Unnecessary hospitalisation and investigation of low risk
patients presenting to hospital with chest pain
Aggarwal L, Perera M, Scott IA*
Department of Internal Medicine and
Medical Assessment and Planning Unit, Princess Alexandra Hospital, Brisbane
Objectives: Among patients with undifferentiated
chest pain admitted from emergency departments (EDs), less than 20% have acute
coronary syndrome (ACS) as final discharge diagnosis suggesting potentially
avoidable admissions. This study determined clinical characteristics, risk level,
investigations and outcomes of patients with chest pain admitted to a medical
assessment and planning unit (MAPU).
Method: Retrospective study of all consecutive patients
admitted to MAPU between February and June 2012 for evaluation of chest pain. Demographic
data, ECG results, cardiac biomarker levels, Thrombolysis in Myocardial
Infarction Score (TIMI score) and results of non-invasive cardiac investigations
and coronary angiography were analysed. Outcome measures comprised confirmed
ACS, all-cause death, and readmissions to hospital over six months follow-up.
Results: 321 patients were studied aged 58.5 +/-
SD 14.2 years with TIMI score of 1.8 (+/-1.7). Exercise stress test and
computerised tomography of the coronary arteries were performed in 16.5% and
13.7% of patients respectively, with a combined positivity rate for probable
coronary artery disease (CAD) of 3.5%. At discharge, 31(9.6%) patients were
diagnosed with ACS, of whom 25 (80.6%) were diagnosed in ED prior to MAPU admission.
Of 290 patients with initially negative investigations in ED, only six (2.0%)
were subsequently diagnosed with ACS during hospital stay. At 6 months
follow-up, only one patient (0.3%) represented with ACS and two (0.6%) died of
non-coronary causes. Among 165 patients (51.4% of total cohort) with TIMI score
of 0 or 1, only seven (4.2%) had confirmed ACS at discharge; none were
readmitted with ACS or died up to 6 months.

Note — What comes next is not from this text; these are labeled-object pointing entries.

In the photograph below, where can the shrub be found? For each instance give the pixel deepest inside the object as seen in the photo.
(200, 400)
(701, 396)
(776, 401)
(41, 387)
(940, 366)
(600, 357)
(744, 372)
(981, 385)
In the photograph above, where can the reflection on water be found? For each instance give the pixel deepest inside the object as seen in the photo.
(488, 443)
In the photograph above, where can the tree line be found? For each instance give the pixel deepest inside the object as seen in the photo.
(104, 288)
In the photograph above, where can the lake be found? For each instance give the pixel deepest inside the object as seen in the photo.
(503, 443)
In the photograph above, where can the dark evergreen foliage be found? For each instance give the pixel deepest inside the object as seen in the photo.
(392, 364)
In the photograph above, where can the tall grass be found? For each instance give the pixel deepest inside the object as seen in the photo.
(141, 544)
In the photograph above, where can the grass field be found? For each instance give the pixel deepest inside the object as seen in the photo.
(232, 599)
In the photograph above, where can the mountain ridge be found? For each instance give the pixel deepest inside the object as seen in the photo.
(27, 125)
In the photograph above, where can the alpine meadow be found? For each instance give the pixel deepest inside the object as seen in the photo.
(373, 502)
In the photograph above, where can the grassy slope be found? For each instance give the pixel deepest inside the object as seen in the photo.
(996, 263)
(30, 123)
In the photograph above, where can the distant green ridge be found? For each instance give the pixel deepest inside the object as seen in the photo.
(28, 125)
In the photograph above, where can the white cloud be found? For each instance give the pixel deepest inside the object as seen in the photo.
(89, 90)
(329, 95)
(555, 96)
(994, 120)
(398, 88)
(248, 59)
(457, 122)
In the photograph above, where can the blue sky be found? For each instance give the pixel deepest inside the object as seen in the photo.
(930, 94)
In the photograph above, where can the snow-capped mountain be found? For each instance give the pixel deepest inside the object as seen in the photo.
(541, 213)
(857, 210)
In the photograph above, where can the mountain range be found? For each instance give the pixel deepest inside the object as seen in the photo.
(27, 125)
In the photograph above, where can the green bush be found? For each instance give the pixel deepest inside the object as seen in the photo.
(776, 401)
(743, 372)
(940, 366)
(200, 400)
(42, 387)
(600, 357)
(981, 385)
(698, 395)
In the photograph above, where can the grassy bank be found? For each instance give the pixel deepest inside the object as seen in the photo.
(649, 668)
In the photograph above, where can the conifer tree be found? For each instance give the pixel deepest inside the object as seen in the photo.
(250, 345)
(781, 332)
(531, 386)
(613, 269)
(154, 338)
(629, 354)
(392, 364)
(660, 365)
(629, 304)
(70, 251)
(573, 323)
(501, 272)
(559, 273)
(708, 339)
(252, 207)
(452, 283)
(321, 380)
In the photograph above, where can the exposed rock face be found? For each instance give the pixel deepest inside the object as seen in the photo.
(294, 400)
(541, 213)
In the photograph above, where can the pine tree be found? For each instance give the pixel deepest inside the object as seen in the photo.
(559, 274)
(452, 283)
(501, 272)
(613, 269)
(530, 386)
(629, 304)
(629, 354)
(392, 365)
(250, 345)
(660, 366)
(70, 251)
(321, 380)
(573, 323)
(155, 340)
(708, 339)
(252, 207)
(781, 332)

Conclusion: More than 9 out of 10 patients admitted
to MAPU for evaluation of chest pain after initially negative investigations in
ED have a very low risk of ACS, death or cardiac-related readmission at 6
months. Further in-patient testing has very low yield for CAD. Strategies are
needed to identify such patients and facilitate their early discharge.
Underuse
of risk assessment and overuse of CTPA in patients with suspected pulmonary
thromboembolism
Aggarwal L, Perera M, Scott IA*
Department of
Internal Medicine and Medical Assessment and Planning Unit,
Princess Alexandra
Hospital, Brisbane.
Objectives: Increasing use of computerised tomography
pulmonary angiography (CTPA) in patients with suspected pulmonary
thromboembolism (PTE) without commensurate improvement in clinical outcomes suggests
possible overuse. This study assessed the use and clinical utility of pre-test
clinical prediction rules and D-Dimer assays in ruling PTE in or out in
patients presenting to hospital with suspected PTE, and identifying those who
warrant CTPA.
Methods: All consecutive patients undergoing CTPA at a
tertiary hospital between August 1st and December 31st
2013 were studied retrospectively. Use of D-dimer assays and clinical
prediction rules for PTE were evaluated by review of clinical notes. For each
patient, a modified Wells score (mWS), revised Geneva score (rGS) and PISA
model were calculated retrospectively
and performance characteristics for PTE determined in reference to CTPA results.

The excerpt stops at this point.